Liebe Zuhörer! lassen wir nun an unserem Blicke vorübergehen den Sohn Gottes in Seinen verschiedenen Entwicklungs-Stufen. Das muß vorausgesetzt werden, daß der Sohn Gottes aus Liebe zum gefallenen Menschen-Geschlechte beschlossen hatte, Mensch zu werden, sich in unser armes Fleisch und Blut einzukleiden. Diesen Entschluß vorausgesetzt, hätte Er können sogleich als vollkommener Mensch in diese Welt eintreten wie Adam, nicht als Kind, sondern als Mann. Aber das wollte Er nicht, das lag nicht im Rathschlusse des Vaters. Er beschloß, alle Entwicklungs-Stufen der Menschheit zu durchgehen; Er wollte sich in allem Seinen verlornen Brüdern gleichstellen! Er wollte geboren werden wie wir, ein Kind werden wie wir, ein Knabe werden wie wir, ein Jüngling werden wie wir, ein Mann werden wie wir; Er wollte die Zeit eines ganzen Menschenalters (denn zu einem Menschenalter rechnet man 33 Jahre und etwas darüber, und so lange lebte der Heiland gerade auf der Welt) auf dieser Erde durchleben, auf daß Er ein in Allem wohl versuchter Hoherpriester würde, der Mitleiden haben könnte mit unserer Schwachheit, mit unserer Kinder-Schwachheit, mit unserer Knaben- oder Mädchen-Schwachheit, mit unserer Jünglings- oder Jungfrauen-Schwachheit, mit unserer Männer- oder Weiber-Schwachheit; damit Er die Sünden aller Alter und aller Geschlechter trüge; damit Er für alle Alter und alle Geschlechter Kraft erwürbe, zu seyn in dieser Welt, wie Er in der Welt war; damit Er Ihm ein Volk zum Eigenthum heiligte aus allen Altern und Geschlechtern. So kam Er auf die Welt auf dem nämlichen Wege wie wir; so lag Er an Seiner Mutter Brüsten, wie wir an unserer Mutter Brüsten gelegen haben; so war Er ein eben so schwaches und Pflege-bedürftiges Kind wie andere Menschen in ihren ersten Lebens-Monaten; so erwachte Er nach und nach zum Bewußtseyn; so lernte Er Anfangs einige Worte aussprechen, sodann reden; so mußte Er lesen lernen wie wir; so wurde Er ein Knabe; entwickelte sich, wurde ein Jüngling, ein Mann wie andere Menschen: nur ohne Sünde. Er wollte ganz unsern Gang durch diese Welt machen; was Paulus von sich sagt (1. Kor. 13,11.), ist ganz auf den Sohn Gottes anwendbar: „da ich ein Kind war“ - sagt Paulus - „da redete ich wie ein Kind, und war klug wie ein Kind, und hatte kindische Anschläge; da ich aber ein Mann ward, that ich ab, was kindisch war“, so auch der Sohn Gottes, doch ohne Sünde. Mit andern Worten: JEsus Christus war ein wahrer Mensch, so gewiß ein Mensch, als wir Menschen sind.
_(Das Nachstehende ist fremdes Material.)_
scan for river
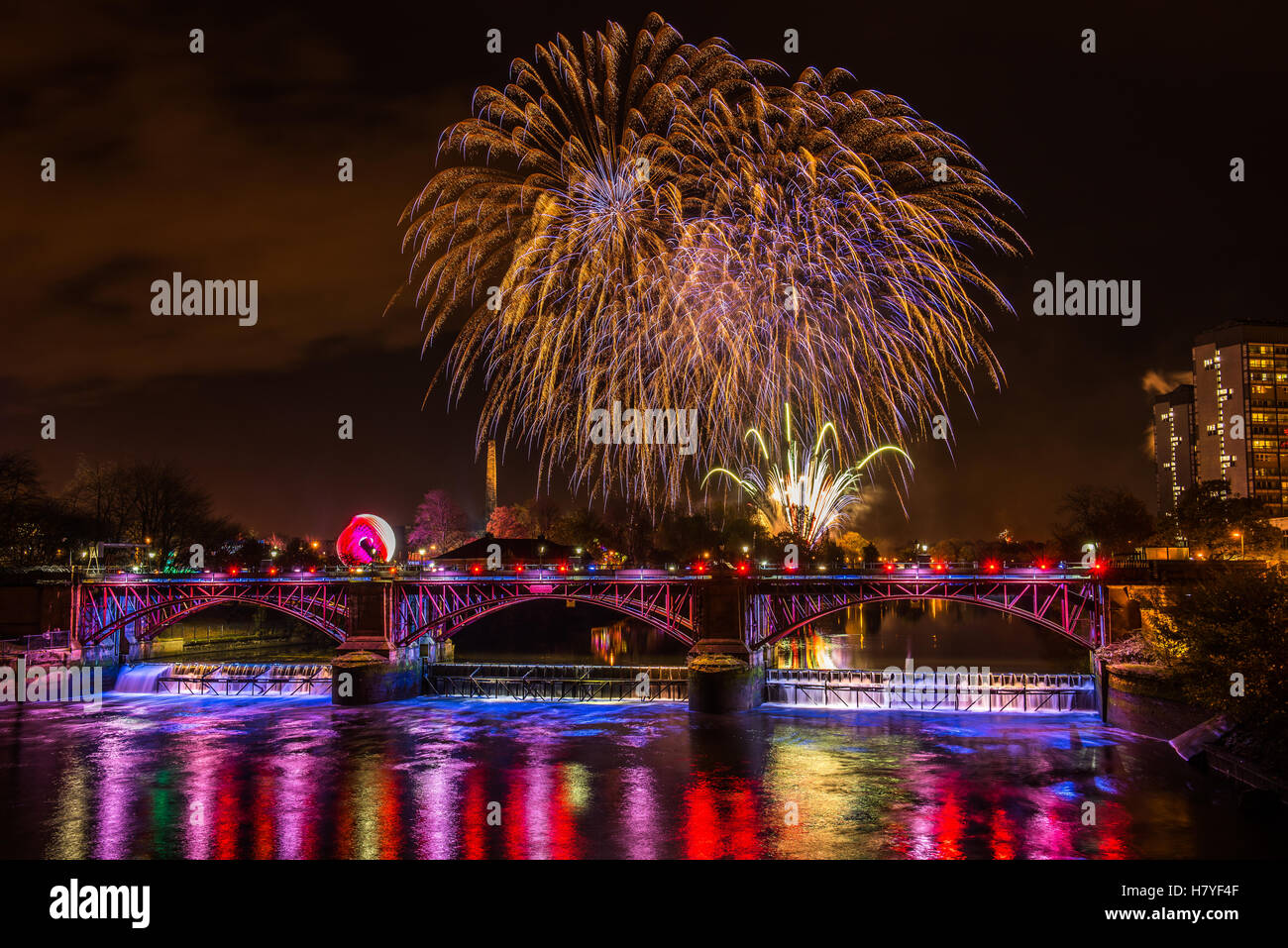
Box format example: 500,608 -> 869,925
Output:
0,695 -> 1285,859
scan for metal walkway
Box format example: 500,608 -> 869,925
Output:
765,669 -> 1098,713
425,662 -> 690,702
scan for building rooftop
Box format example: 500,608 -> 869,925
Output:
1154,385 -> 1194,404
1194,319 -> 1288,347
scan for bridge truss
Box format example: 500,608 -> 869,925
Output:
73,579 -> 349,645
72,574 -> 1109,649
747,575 -> 1109,649
390,576 -> 700,645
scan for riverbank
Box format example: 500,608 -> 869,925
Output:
1105,662 -> 1288,803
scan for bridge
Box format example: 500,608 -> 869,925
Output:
72,568 -> 1109,652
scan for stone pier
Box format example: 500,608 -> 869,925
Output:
331,580 -> 421,706
687,570 -> 765,713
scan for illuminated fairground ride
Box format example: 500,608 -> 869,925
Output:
335,514 -> 396,567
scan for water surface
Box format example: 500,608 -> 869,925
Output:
0,695 -> 1272,859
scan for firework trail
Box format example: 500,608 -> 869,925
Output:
703,406 -> 912,552
393,14 -> 1024,502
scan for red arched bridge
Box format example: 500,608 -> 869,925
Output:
72,570 -> 1109,649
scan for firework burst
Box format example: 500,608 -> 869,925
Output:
703,406 -> 912,552
403,14 -> 1024,501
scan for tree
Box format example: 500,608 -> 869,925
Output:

O Tiefe! da wir uns entsetzen,
Wir sehen dir nicht auf den Grund,
Doch füllt mit zitterndem Ergötzen
Der Glaube unsern schwachen Mund;
In solche Tiefe stieg der Sohn;
Gott Lob! wir leben jetzt davon.

Liebe Zuhörer! wer das recht bedenkt und glaubt, der kann nicht anders, er muß in rechtes Staunen über diese tiefe Erniedrigung des eingebornen Sohnes vom Vater hineinversinken. Das beugt nieder; das beugt auf die Kniee vor Ihm; das zerschmelzt und zerbricht alle Härtigkeit unseres hochmüthigen Herzens. Sieh', liebe Seele! das Kind, das in Windeln gewickelt in der Krippe liegt in Bethlehem; das Kind, das nicht denken, keine Begriffe zusammenfassen kann, endlich lallen, endlich Worte herstammeln, endlich reden lernt; der Knabe, den du in Jerusalem siehest, dieser wahrhaftige Knabe, der Jüngling, der Mann JEsus, der wahrhaftige Mensch, siehe, das ist dein Gott, der Gott aller Götter. Das ist Der, so die Sterne herausführet nach ihrer Zahl, das ist Der, vor den David hinsteht und spricht: „was ist der Mensch, daß Du seiner gedenkest, und des Menschen Kind, daß Du Dich seiner annimmst?“ das ist Der, zu dem Abraham sagt: „Ich habe mich unterwunden, mit Dir zu reden, ob ich gleich Erde und Staub bin;“ das ist Der, vor dem alle Engel anbeten, und zu Dessen Füßen die Aeltesten, die um Seinen Thron sind, ihre Kronen hinwerfen, weil Er allein der Krone und der Ehre würdig ist. Und woher diese Verwandlung? Woher dieses tiefe Herabsteigen in unsere Menschheit? Dieß hat die Liebe gethan, die Liebe zu uns.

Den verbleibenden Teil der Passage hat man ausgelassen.